The case was filed under "Bill 198," the revised provincial class action legislation enacted late in 2005. In such cases, the investor plaintiff must obtain leave from the Court to proceed with their suit. The standard as to whether a plaintiff is granted such leave is relatively modest - a reasonable probability that the plaintiff would prevail at trial.

In order to rule on whether a plaintiff has met the standard, the court relies on affidavits filed by the plaintiff and each of the named defendants. These affidavits outline the positions of the parties and the material facts on which they intend to rely if the case goes forward. The parties are then allowed to engage in "cross-examination," a/k/a discovery.

In what appears to be a case of first impression, Madam Justice Katherine van Rensburg ruled on how broad that examination will be.

She held that the test is whether the information sought in cross-examination has a "semblance of relevance" to the allegations. This is the same threshold used in formal discovery in Canadian cases, but that discovery generally comes substantially later in the litigation. And just as in the US courts, the discovery burden is a lower threshold than the burden for introducing evidence at trial.
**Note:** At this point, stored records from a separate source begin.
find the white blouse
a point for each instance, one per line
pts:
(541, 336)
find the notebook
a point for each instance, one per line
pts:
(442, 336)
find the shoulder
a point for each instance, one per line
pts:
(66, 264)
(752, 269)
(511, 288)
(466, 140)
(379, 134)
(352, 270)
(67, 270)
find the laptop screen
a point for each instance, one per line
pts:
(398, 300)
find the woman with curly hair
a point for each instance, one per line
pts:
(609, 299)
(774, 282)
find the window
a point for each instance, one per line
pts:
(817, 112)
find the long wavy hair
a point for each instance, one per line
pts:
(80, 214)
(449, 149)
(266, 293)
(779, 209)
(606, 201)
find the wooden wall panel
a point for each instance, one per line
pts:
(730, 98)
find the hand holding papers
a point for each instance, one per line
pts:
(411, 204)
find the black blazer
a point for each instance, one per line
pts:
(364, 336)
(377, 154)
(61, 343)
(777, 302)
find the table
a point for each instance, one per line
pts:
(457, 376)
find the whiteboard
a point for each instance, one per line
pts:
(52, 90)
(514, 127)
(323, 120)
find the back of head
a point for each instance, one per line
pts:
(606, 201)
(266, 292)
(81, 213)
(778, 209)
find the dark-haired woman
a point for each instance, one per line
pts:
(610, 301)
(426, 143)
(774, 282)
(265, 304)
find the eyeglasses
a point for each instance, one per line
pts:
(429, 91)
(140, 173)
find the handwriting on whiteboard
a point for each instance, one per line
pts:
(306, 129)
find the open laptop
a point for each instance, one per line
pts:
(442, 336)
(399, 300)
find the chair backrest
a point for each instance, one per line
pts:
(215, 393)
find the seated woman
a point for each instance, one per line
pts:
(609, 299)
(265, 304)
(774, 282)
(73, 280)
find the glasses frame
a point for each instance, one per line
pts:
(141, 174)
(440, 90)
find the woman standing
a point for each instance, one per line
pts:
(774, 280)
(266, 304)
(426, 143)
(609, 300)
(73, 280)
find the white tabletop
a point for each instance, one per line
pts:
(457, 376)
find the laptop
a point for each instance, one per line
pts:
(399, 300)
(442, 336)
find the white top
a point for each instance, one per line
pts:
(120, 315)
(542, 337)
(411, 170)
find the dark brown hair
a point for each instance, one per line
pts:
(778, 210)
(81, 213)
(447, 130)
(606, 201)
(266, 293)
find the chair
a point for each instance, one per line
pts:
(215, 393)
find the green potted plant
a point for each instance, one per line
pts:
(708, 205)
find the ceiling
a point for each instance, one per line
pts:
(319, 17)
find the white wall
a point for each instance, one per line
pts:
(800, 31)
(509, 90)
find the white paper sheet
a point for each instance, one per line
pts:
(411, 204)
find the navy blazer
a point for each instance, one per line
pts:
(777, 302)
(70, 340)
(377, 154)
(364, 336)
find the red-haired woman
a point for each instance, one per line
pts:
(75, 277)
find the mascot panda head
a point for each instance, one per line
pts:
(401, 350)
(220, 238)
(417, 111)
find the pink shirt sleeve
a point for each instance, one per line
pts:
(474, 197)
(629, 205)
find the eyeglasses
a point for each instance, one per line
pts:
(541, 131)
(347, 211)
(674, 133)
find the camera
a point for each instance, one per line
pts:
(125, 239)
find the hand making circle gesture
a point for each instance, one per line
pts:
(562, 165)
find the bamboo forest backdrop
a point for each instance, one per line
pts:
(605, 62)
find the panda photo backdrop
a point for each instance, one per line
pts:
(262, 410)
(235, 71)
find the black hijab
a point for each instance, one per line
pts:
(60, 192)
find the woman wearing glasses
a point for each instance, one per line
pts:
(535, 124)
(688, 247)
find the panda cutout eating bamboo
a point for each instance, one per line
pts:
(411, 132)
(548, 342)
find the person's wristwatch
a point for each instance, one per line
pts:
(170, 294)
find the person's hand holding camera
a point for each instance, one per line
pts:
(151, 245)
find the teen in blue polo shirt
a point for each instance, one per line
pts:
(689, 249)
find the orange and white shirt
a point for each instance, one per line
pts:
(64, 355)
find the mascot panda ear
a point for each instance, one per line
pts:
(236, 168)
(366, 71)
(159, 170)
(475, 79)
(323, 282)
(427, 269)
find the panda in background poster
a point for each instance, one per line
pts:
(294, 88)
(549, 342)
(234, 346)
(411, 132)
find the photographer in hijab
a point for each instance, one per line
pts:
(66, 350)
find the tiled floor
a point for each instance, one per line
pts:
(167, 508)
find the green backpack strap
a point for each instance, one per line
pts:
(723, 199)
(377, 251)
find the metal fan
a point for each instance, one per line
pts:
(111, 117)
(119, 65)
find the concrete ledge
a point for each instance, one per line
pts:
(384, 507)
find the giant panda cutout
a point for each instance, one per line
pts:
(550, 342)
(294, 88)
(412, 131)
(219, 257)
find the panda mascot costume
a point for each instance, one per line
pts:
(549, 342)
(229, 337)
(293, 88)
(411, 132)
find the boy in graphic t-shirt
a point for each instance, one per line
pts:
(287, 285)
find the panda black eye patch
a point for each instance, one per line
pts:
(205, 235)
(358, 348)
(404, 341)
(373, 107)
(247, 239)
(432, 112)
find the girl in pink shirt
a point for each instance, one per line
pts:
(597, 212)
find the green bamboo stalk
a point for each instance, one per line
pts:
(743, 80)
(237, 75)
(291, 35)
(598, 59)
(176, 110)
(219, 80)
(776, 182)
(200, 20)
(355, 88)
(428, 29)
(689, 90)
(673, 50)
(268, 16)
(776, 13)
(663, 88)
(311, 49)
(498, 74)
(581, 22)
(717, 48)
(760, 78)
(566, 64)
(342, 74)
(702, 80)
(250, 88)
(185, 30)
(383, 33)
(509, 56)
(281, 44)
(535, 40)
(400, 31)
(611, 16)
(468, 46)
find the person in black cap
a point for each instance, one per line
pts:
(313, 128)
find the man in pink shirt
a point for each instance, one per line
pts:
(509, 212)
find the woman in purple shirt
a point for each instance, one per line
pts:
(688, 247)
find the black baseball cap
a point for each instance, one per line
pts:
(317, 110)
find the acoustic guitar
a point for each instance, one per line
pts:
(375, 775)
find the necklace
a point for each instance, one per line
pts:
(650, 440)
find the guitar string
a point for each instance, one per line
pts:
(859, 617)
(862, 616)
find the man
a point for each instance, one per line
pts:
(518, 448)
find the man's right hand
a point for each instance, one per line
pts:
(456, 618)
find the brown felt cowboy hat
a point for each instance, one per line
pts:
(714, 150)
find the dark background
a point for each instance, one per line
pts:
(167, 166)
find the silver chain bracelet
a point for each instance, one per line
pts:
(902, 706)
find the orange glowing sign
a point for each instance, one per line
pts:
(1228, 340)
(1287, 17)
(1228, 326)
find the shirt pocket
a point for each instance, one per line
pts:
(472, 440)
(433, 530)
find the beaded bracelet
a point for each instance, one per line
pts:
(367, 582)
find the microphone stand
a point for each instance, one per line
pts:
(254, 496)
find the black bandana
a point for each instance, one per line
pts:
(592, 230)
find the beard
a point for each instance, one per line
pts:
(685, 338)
But, going a step further, Madam Justice van Rensburg also held that anyone being cross-examined would be required to answer questions that are potentially relevant even if it "might also reveal some other potential issues or wrongdoing not currently contemplated by the statutory claim."

This raises a new battleground for cases, such as IMAX, with a cross-border component to them. Recall that in addition to the securities class action pending in Ontario, IMAX is the subject of a securities class action in the Southern District of New York, where a motion to dismiss the latest complaint is currently pending.

Siskinds LLP and Sutts, Strosberg LLP are counsel for the plaintiffs in the Ontario IMAX litigation, and McCarthy Tétrault LLP is counsel for IMAX.

A prior ruling by Madam Justice van Rensburg on a motion to compel in this matter is available here.

Coupled with the international "arms race" we have blogged about before, this raises the specter of cases being filed cooperatively in Canadian and US courts, with discovery in the Canadian action possibly being allowed to be used in the US action.

Very special thanks to Rob Patton at NERA for sending the IMAX story to us.